Вот-вот его засосёт, а мальчик по-прежнему не мог сдвинуться с места, будто пригвоздили в самом деле. В глаза Артёмке летели сор и пыль, которые тут же выплакивались, он отвел глаза от воронки. И увидел, как на соседней улице двинулась с места скамейка. А он, маленький мальчик — фантастика! — продолжал стоять на месте, словно и взаправду приросший. Артёмка посмотрел вверх, потом снова на придвигающуюся к эпицентру скамейку. И снова вверх. Сверху что-то изменилось, от страха Артёмка не сразу определил что, но в следующий миг до него дошло: сверху воронка раздваивалась, напоминая распростёртые руки. Напоминая? Они и были руками! Мамочка!!! Папочка!!! Где ты, папочка! Папа…
Огромный смерч превращался в чудище из ночных кошмаров. И чудище тянуло свои ручищи к нему — к маленькому, крохотному на фоне воронки, мальчику, к Артёмке.
Артёмка зажмурился и для верности закрыл глаза
руками. Ему так и хотелось прокричать: «Чур-чур, домики!», но язык просто-напросто прилип к нёбу и оторвать его можно было, приложив не дюжие усилия. А сил у Артёмки не осталось, а, может, и вообще не было. Может, чудище все-таки исчезнет так же внезапно, как появилось? Может, его уже нет? Может…
Ветер.
Ветер продолжал трепать одежду, и, казалось, делал это ещё неистовее и настойчивее, будто собирался разорвать её на лоскутки, оставив ребёнка нагишом. Артёмка подумал, что жить ему осталось чуть, и приготовился к худшему.

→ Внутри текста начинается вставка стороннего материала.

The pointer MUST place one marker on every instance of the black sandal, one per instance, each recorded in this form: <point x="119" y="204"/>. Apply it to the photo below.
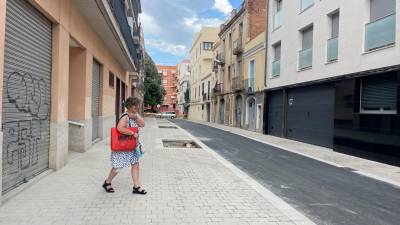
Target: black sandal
<point x="136" y="190"/>
<point x="108" y="187"/>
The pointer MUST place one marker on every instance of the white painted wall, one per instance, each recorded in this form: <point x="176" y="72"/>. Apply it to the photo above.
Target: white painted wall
<point x="354" y="14"/>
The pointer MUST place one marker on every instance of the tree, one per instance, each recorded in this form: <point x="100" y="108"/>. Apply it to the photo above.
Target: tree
<point x="154" y="92"/>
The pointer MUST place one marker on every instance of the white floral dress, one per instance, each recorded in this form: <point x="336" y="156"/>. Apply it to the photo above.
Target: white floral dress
<point x="125" y="159"/>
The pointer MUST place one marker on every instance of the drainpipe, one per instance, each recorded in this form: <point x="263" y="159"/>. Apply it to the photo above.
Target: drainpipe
<point x="266" y="44"/>
<point x="266" y="66"/>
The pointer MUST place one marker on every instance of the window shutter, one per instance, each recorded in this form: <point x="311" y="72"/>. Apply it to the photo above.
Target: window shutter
<point x="379" y="92"/>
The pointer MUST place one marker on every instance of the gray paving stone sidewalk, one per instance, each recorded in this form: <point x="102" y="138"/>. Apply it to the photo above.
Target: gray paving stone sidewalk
<point x="186" y="186"/>
<point x="380" y="171"/>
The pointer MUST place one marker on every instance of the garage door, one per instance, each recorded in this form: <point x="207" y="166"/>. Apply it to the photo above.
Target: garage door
<point x="26" y="93"/>
<point x="310" y="114"/>
<point x="95" y="100"/>
<point x="275" y="113"/>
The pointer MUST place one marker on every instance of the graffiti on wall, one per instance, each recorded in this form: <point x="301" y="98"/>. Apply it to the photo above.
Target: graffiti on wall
<point x="26" y="113"/>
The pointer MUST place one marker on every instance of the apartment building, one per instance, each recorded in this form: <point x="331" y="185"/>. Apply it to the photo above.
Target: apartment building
<point x="200" y="74"/>
<point x="241" y="61"/>
<point x="184" y="76"/>
<point x="170" y="83"/>
<point x="66" y="67"/>
<point x="333" y="74"/>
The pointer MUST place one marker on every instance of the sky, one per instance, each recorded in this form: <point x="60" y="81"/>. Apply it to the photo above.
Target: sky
<point x="170" y="25"/>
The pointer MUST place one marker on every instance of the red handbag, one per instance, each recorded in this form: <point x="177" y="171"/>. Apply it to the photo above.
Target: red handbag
<point x="122" y="142"/>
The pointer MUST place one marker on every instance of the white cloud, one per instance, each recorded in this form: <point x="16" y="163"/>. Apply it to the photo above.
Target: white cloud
<point x="195" y="23"/>
<point x="151" y="27"/>
<point x="163" y="46"/>
<point x="223" y="6"/>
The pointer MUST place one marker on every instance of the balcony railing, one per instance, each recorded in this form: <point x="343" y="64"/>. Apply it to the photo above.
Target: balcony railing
<point x="218" y="88"/>
<point x="237" y="84"/>
<point x="237" y="47"/>
<point x="380" y="33"/>
<point x="276" y="68"/>
<point x="221" y="58"/>
<point x="305" y="4"/>
<point x="278" y="19"/>
<point x="305" y="59"/>
<point x="119" y="11"/>
<point x="249" y="86"/>
<point x="332" y="49"/>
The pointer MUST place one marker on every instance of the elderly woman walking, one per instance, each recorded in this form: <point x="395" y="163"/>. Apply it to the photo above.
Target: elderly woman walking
<point x="119" y="160"/>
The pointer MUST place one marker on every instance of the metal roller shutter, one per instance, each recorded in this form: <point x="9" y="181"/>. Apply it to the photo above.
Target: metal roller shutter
<point x="310" y="114"/>
<point x="275" y="113"/>
<point x="95" y="100"/>
<point x="26" y="93"/>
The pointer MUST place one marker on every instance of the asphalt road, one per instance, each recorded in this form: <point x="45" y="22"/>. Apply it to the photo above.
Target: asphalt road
<point x="326" y="194"/>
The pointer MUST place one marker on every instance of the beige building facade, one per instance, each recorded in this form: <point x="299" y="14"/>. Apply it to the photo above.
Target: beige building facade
<point x="64" y="84"/>
<point x="239" y="63"/>
<point x="200" y="74"/>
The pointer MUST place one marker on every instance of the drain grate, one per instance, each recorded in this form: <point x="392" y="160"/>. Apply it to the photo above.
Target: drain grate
<point x="167" y="127"/>
<point x="180" y="144"/>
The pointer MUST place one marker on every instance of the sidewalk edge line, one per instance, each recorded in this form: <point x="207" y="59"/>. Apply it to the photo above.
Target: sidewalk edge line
<point x="277" y="202"/>
<point x="366" y="174"/>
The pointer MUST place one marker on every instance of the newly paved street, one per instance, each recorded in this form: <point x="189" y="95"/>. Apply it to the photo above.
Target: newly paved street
<point x="326" y="194"/>
<point x="185" y="186"/>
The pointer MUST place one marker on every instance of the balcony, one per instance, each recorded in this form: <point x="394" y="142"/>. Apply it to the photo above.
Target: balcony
<point x="332" y="49"/>
<point x="238" y="47"/>
<point x="276" y="68"/>
<point x="305" y="4"/>
<point x="218" y="89"/>
<point x="215" y="67"/>
<point x="220" y="59"/>
<point x="305" y="59"/>
<point x="101" y="17"/>
<point x="249" y="86"/>
<point x="206" y="97"/>
<point x="278" y="20"/>
<point x="380" y="33"/>
<point x="119" y="10"/>
<point x="237" y="84"/>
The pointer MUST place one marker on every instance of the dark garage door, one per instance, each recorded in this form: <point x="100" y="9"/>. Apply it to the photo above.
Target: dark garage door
<point x="275" y="113"/>
<point x="310" y="114"/>
<point x="26" y="93"/>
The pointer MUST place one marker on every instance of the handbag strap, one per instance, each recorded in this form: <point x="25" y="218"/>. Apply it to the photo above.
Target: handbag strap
<point x="122" y="116"/>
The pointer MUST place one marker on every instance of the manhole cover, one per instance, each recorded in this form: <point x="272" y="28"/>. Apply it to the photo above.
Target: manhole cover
<point x="168" y="127"/>
<point x="180" y="144"/>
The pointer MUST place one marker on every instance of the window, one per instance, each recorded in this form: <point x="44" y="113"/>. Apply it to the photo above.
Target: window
<point x="305" y="4"/>
<point x="379" y="94"/>
<point x="251" y="74"/>
<point x="381" y="8"/>
<point x="278" y="14"/>
<point x="276" y="64"/>
<point x="207" y="46"/>
<point x="208" y="87"/>
<point x="381" y="31"/>
<point x="333" y="42"/>
<point x="230" y="40"/>
<point x="111" y="79"/>
<point x="305" y="54"/>
<point x="238" y="68"/>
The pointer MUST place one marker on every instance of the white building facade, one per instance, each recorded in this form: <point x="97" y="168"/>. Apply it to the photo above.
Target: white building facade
<point x="184" y="76"/>
<point x="333" y="74"/>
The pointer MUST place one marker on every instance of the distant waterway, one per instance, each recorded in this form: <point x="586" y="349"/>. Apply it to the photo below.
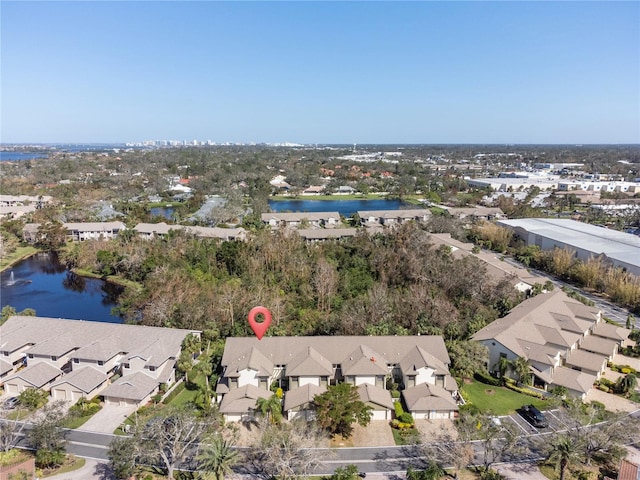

Секунды мучительно растянулись, но ничего не происходило.
Хотя, нет. Что-то случилось… начало происходить. В завывании ветра и скрипе деревьев Артёмка различил необычный звук. Бубенцы. Очень мелодичные бубенцы.
Внезапно для мальчика, продолжавшего стоять с зажмуренными глазами, мелодию чудесных бубенцов прервал вопль ярости. Барабанные перепонки Артёмки завибрировали, едва перенося нечеловечий вопль. Артёмка заткнул уши и тоже заорал.
Ветер пропал.
Бубенцы же словно звенели в самом мозгу.
Артёмке засвербело посмотреть. Он открыл глаза.
И снова заорал.
Перед ним стоял монстр. Смерч сжался в высокую — два с половиной метра ростом — человеческую фигуру, но общего с человеком у этой фигуры было лишь очертание, контур, вся же полость фигуры была «заштрихована». При этом Артёмку охватила сумасбродная уверенность, что у монстра есть глаза, с ненавистью глядящие сейчас на что-то или кого-то приближающегося к ним.